Le président de la fédération des maires italiens Piero Fassino a réclamé «une rencontre urgente» avec le ministre de l'Intérieur Angelino Alfano.

Des milliers de migrants ont trouvé la mort ces dernières années en tentant de traverser la Méditerranée. C'est après deux naufrages dramatiques que Rome avait décidé à l'automne l'opération Mare Nostrum.

Selon Rome, plus de 50 000 migrants ont débarqué depuis le début de l'année en Italie, autant que sur toute l'année passée.

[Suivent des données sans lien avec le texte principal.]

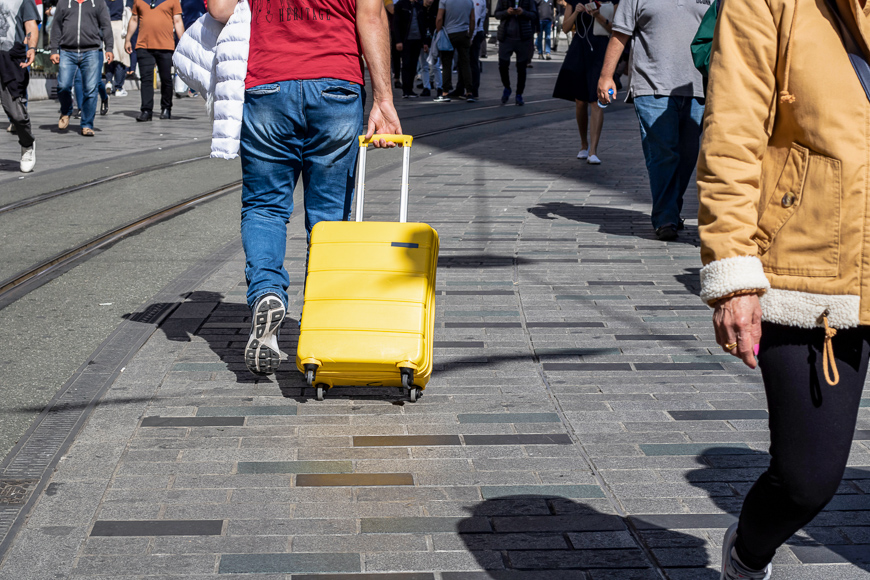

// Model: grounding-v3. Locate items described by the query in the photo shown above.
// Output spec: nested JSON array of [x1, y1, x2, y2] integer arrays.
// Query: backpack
[[690, 0, 718, 93]]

Ils ont été 2200 à arriver à Malte, selon La Valette.

Gil Arias Fernandez, directeur adjoint de Frontex, agence européenne chargée de la surveillance des frontières extérieures de l'UE, a reconnu récemment que, depuis la région de Tripoli, «le mouvement va se poursuivre car plusieurs centaines de milliers de migrants sont arrivés dans le pays et veulent le quitter en raison de l'insécurité».

Selon le ministre de l'Intérieur italien, Angelino Alfano, 400 000 à 600 000 migrants seraient prêts à partir de Libye.

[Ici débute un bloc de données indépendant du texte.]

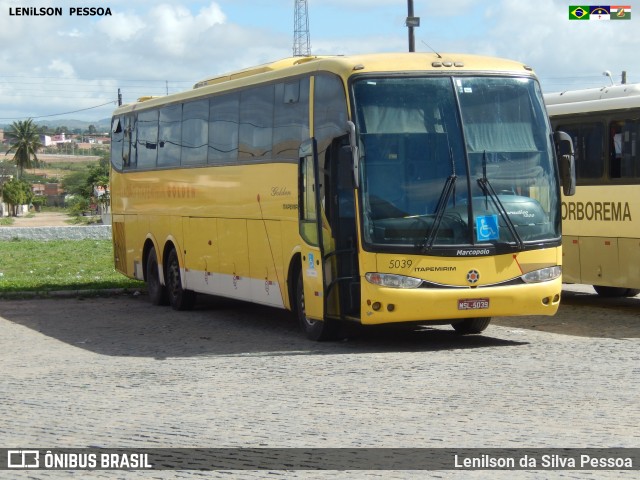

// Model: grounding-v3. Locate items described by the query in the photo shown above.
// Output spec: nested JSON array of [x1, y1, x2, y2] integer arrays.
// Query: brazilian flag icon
[[569, 5, 590, 19]]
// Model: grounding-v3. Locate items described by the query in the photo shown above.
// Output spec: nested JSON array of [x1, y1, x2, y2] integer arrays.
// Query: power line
[[0, 101, 116, 121], [0, 74, 191, 83]]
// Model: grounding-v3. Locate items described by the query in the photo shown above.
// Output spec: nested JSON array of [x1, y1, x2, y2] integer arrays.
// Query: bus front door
[[298, 139, 329, 331]]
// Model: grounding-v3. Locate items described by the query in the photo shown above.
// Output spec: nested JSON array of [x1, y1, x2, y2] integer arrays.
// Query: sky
[[0, 0, 638, 124]]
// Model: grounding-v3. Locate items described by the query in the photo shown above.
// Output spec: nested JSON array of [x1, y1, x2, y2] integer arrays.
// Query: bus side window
[[610, 122, 623, 178], [314, 73, 348, 224], [122, 115, 134, 169], [137, 109, 159, 169], [111, 116, 124, 170], [239, 85, 274, 161], [209, 92, 239, 164], [621, 119, 639, 178], [158, 104, 182, 168], [182, 100, 208, 166], [314, 73, 348, 167], [274, 78, 310, 160], [557, 122, 604, 181]]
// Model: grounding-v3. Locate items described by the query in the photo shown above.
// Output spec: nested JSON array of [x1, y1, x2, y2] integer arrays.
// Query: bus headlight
[[365, 272, 423, 289], [521, 266, 562, 284]]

«L'insensibilité de l'Europe»

Le premier ministre maltais, Joseph Muscat, dans un tweet, a fustigé l'Union européenne: «L'Europe est totalement absente», alors que les marines maltaise et italienne «accomplissent un travail optimal».

En Sicile, le maire de Palerme, Leoluca Orlando, a pointé du doigt «l'insensibilité de l'Europe», tandis que celui de Catane, Enzo Bianco, a invité le gouvernement de Matteo Renzi à décréter «l'état d'urgence».

Le président des maires d'Italie, Piero Fassino, a appelé le ministre de l'Intérieur à organiser rapidement une réunion face à une situation «aux proportions dramatiques et insoutenables».

Interrogé par l'AFP, Michele Cercone, porte-parole de la commissaire européenne aux Affaires intérieures Cecilia Malmström, a garanti un «plein soutien de la Commission avec tous les moyens disponibles». Il a précisé que l'Italie et Malte sont déjà «les principaux bénéficiaires des fonds UE pour la surveillance des frontières», précisant que «des mesures d'urgence» ont été prises dont l'octroi à l'Italie de 30 millions d'euros en plus pour notamment financer Mare Nostrum.

«Nous sommes prêts à discuter d'ultérieures mesures de soutien», a souligné M. Cercone.

«Quant à la solidarité des autres États membres dans des domaines de compétence nationale, nous sommes d'accord que ceux qui ne sont pas confrontés à une forte pression migratoire et d'asile doivent et peuvent faire beaucoup plus», a admis M. Cercone.

En mai, après un naufrage près des côtes libyennes, Matteo Renzi avait lancé de fortes accusations contre Bruxelles: «l'Europe nous laisse seuls. Il n'est pas possible de sauver des États, des banques, puis de laisser mourir des mères avec leurs enfants», avait-il dit.